Taken together, these analyses suggest that sites N8 and N20 had specific community structures in terms of abundance, and that the Fujimae intertidal flat represents a distinct cluster in terms of species composition and abundance. These sites can be judged to include minor communities (see Materials and Methods). Conversely, the remaining reliable observations (data from 11 sites) were relatively isolated.
Responses of diversity indices at two local sites.
Because the analysis of the regional dataset showed that WC was the sediment variable with the most impact, we analysed trends in the diversity indices at the two local sites with WC as an explanatory variable.
Species density decreased significantly with increasing WC in all data types at the two local sites (Table 3). The slope was similar in the analyses for both overall and only test communities in Matsunaga Bay (Fig. 5a). In Nagoya Port, although the response to WC was significant for both data types, the slope was more moderate in species density in the overall data than in the data excluding minor communities (Fig. 5b).
Sample coverage was 0.96 ± 0.02 (mean ± standard deviation) in the river-mouth community and 0.61 ± 0.24 at the other 25 locations in Matsunaga Bay. The inverse Simpson’s concentration index was saturated in the river-mouth community but not saturated at the other 25 locations (Supplementary Fig. S4). At the other 25 locations, Pielou evenness tended to be high, approaching 1.0 (Supplementary Fig. S4). In Nagoya Port, the inverse Simpson’s concentration index was almost saturated for the reliable data (Supplementary Fig. S5), where sample coverage was 0.95 ± 0.04. Pielou evenness was lower at the two sites with unreliable data than at those with reliable data (Supplementary Fig. S5). We analysed the response to WC for the inverse Simpson’s concentration index and Pielou evenness in Nagoya Port. However, similar analyses were not performed in Matsunaga Bay because of the dearth of reliable data.

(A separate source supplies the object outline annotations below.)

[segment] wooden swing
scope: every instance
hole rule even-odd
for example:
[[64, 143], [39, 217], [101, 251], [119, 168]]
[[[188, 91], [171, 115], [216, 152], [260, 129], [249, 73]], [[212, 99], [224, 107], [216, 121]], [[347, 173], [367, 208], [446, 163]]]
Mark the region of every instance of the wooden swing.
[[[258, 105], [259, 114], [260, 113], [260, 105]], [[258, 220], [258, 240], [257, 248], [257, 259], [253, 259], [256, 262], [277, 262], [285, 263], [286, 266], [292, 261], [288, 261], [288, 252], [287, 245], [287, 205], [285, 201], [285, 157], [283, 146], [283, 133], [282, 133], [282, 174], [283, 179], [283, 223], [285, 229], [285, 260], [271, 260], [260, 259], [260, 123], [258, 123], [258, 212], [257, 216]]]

The trend of the inverse Simpson’s concentration index with WC was not significant in the analysis for reliable data with combined specific and test communities in Nagoya Port, but decreased significantly in the analysis for reliable data with only test communities (Table 3), which excluded the six sites with unreliable data that had a low index at high WC (Fig. 5c). Analyses including both reliable and unreliable data also showed significant negative responses to WC (Table 3). Pielou evenness showed no significant response in the sets of reliable data. However, in the analysis including unreliable data with test communities N6 and N17, which plotted at low Pielou evenness and high WC (Fig. 5d), Pielou evenness showed a questionable negative response to WC (t = −2.3, P = 0.044) (Table 3).